Assegnazione della Casa Coniugale
Uno degli aspetti più delicati, spesso oggetto di aspre dispute nella fase di separazione dei coniugi è senza dubbio quello dell’assegnazione della casa coniugale, per la quale sovente sono stati fatti grossi investimenti da parte dei coniugi e che ha anche un grande valore simbolico-affettivo per il carico di ricordi che racchiude.
Separarsi comporta un cambiamento al quale non sempre si è pronti ed in questa (già di per sé difficile) uscita forzata” dalla c.d. “zona di comfort” la casa familiare può arrivare a rappresentare, unitamente ad un assegno di mantenimento, un importante punto di riferimento, se non l’unico.
Un buon percorso di separazione consensuale, realizzato con la volontà di entrambi i coniugi, può portare a soluzioni condivise, anche in merito all’assegnazione della casa coniugale quando, all’opposto, un provvedimento di assegnazione disposto dal Tribunale (e non condiviso dalla coppia in via di separazione) può essere vissuto come imposizione e, per questo, non accettato, con conseguenze evidenti sul piano della conflittualità.
Va detto che il principio generale è quello per cui il godimento della casa familiare è attribuito tenendo prioritariamente conto dell’interesse dei figli, ciò significa che l’assegnazione della casa familiare ad uno dei coniugi presuppone l’esistenza di figli minori e/o non autosufficienti, mentre prescinde dalla titolarità della proprietà (la casa, infatti, può anche essere di proprietà dell’altro coniuge).
Il principio è quello per cui la casa viene assegnata al genitore presso cui i figli minori andranno a vivere stabilmente, anche se non proprietario della casa, in quanto si mira a tutelare l’interesse dei figli a non subire ulteriori cambiamenti preservando l’ambiente domestico della prole e conservando un minimo di continuità e regolarità di vita.
Il coniuge al quale è stata assegnata la casa familiare la perde se i figli diventano autosufficienti, se vanno a vivere altrove o se lo stesso coniuge abbandona l’immobile per trasferirsi.
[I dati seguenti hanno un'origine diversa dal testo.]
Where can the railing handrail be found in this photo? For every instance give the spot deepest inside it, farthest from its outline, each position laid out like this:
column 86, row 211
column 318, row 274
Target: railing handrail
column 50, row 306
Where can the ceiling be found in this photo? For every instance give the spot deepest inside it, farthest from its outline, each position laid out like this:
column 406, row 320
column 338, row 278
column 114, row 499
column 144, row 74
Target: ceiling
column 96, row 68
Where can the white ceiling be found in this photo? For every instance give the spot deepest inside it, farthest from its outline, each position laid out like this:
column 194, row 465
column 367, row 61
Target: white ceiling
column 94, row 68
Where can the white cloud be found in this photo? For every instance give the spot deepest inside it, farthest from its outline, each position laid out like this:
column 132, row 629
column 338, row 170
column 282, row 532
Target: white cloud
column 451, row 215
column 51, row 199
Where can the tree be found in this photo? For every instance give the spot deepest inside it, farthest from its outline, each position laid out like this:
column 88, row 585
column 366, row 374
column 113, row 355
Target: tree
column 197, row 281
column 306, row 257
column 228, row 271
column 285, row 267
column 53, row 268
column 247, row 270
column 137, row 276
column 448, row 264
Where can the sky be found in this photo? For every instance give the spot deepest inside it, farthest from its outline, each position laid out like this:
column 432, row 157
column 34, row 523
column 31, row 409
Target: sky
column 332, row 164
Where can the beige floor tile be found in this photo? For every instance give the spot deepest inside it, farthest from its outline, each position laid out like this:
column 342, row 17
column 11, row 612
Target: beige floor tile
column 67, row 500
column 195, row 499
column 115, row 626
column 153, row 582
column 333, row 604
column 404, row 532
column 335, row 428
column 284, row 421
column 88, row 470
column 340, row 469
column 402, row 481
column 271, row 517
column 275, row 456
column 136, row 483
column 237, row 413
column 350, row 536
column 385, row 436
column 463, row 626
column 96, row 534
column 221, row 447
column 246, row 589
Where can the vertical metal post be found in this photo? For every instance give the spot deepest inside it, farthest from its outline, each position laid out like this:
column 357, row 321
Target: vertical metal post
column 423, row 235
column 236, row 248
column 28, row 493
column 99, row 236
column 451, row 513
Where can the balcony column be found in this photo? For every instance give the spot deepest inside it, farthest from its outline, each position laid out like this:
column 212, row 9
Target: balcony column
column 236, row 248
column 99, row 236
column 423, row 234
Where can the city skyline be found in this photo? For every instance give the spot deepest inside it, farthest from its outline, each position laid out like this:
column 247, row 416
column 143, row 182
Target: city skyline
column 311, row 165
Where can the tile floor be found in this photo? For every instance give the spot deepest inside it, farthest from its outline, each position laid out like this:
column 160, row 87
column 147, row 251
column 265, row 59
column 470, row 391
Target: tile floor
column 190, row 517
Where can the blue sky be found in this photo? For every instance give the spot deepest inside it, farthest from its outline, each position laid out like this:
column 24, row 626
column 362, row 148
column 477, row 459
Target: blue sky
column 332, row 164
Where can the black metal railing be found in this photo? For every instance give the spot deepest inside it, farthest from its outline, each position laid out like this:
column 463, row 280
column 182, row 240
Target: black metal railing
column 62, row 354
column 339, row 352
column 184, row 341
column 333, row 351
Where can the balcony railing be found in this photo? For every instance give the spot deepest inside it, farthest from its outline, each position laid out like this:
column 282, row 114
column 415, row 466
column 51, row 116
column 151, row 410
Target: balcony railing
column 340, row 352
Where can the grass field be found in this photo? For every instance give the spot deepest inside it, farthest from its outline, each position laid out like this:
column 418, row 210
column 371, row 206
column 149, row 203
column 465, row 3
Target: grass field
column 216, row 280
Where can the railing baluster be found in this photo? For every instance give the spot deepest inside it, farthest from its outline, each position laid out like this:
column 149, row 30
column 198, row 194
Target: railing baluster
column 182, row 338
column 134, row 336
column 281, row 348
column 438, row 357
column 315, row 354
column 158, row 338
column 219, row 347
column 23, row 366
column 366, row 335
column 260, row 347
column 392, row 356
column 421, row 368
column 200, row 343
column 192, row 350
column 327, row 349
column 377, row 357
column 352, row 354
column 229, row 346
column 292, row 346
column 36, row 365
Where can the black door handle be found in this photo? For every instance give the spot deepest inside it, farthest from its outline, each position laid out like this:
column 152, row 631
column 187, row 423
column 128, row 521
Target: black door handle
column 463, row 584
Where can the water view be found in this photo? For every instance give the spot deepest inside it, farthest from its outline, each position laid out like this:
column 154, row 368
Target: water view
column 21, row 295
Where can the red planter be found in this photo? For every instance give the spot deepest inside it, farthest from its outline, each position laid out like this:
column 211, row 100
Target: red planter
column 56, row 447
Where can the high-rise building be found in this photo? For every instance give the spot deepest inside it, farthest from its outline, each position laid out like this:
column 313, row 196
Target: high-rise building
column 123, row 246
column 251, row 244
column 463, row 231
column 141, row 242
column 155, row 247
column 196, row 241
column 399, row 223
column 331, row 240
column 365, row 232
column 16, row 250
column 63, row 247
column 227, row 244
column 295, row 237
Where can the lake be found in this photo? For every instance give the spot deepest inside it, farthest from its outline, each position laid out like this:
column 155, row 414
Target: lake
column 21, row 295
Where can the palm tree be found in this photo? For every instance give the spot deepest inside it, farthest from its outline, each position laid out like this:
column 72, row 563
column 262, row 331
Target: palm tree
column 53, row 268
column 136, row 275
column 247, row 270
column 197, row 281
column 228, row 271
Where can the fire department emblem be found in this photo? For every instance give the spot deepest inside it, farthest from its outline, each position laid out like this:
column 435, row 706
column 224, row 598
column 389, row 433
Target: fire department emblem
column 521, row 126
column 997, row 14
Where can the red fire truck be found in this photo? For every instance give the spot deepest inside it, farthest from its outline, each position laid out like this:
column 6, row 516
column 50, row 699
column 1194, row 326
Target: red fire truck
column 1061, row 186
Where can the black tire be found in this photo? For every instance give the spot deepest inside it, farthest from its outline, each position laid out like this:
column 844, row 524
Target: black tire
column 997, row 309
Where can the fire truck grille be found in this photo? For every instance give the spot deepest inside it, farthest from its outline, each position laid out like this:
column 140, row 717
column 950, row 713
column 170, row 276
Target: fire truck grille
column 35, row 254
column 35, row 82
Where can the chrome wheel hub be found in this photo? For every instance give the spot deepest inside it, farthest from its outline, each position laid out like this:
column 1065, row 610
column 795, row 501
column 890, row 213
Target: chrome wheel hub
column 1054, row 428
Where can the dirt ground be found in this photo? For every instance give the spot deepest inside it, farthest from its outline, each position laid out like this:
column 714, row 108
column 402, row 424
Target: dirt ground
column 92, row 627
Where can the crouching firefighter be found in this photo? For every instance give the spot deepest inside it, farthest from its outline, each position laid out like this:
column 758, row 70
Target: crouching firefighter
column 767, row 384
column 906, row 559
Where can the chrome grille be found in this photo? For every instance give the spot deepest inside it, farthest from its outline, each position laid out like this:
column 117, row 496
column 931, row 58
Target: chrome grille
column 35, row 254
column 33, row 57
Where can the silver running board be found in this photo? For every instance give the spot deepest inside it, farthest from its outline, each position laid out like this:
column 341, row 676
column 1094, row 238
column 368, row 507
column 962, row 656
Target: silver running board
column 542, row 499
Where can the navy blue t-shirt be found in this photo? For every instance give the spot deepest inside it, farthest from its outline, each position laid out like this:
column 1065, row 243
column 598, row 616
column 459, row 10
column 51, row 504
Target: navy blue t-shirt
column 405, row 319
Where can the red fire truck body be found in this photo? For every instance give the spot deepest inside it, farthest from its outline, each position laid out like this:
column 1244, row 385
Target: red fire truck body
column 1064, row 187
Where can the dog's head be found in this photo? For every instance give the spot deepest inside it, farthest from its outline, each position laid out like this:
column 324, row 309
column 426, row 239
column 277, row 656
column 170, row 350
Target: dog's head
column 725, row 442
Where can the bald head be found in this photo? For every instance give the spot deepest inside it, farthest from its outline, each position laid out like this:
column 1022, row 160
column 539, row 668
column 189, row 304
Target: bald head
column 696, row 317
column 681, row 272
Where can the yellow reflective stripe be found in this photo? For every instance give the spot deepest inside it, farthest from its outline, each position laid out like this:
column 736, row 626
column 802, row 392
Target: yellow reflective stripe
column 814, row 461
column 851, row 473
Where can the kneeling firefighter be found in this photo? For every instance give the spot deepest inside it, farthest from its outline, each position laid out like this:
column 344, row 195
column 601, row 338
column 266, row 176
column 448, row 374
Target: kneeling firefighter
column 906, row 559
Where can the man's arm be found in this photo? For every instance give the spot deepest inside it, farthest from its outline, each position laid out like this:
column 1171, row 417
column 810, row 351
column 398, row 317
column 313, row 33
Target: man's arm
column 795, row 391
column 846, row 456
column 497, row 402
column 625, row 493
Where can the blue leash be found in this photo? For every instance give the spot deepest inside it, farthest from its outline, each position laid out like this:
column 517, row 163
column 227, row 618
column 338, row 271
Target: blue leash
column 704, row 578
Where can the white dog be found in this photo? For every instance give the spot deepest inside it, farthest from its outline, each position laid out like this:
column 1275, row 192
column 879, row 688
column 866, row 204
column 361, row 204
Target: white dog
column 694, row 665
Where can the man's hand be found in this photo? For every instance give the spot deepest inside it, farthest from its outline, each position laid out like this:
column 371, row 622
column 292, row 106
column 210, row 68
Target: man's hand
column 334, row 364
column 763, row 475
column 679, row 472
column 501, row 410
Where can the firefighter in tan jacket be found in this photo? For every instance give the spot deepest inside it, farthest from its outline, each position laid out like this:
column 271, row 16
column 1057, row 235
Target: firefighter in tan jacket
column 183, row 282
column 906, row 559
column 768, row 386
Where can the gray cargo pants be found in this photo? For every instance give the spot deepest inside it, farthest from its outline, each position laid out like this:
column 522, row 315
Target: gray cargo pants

Va detto poi come, nel caso in cui il coniuge proprietario debba versare un assegno di mantenimento al coniuge che ha avuto in assegnazione la casa, il giudice dovrà tenere in debita considerazione il valore dell’assegnazione della casa; questo per l’ovvio motivo per cui il coniuge proprietario non assegnatario dovrà reperire una nuova abitazione con le conseguenti spese necessarie, mentre il coniuge assegnatario avrà il vantaggio economico di godere dell’abitazione famigliare senza sostenere alcun canone di locazione per tale godimento.
Analogamente nel caso di mutuo sull’immobile, il cui pagamento spetta al proprietario dell’immobile, il giudice dovrà tenere conto di tale spesa ai fini della determinazione dell’assegno di mantenimento.
Assegnazione della casa familiare: cambia qualcosa in caso di convivenza di fatto?
Assolutamente no.
Il diritto del convivente al godimento della casa adibita a residenza familiare, in caso di cessazione dell’unione di fatto, in presenza di figli minori, è un principio acquisito pacificamente nel nostro ordinamento, oggetto di una importante pronuncia (Corte Costituzionale sentenza 13.05.1998, n. 166).
La casa non viene assegnata e resta nella proprietà del legittimo titolare se la coppia non ha figli.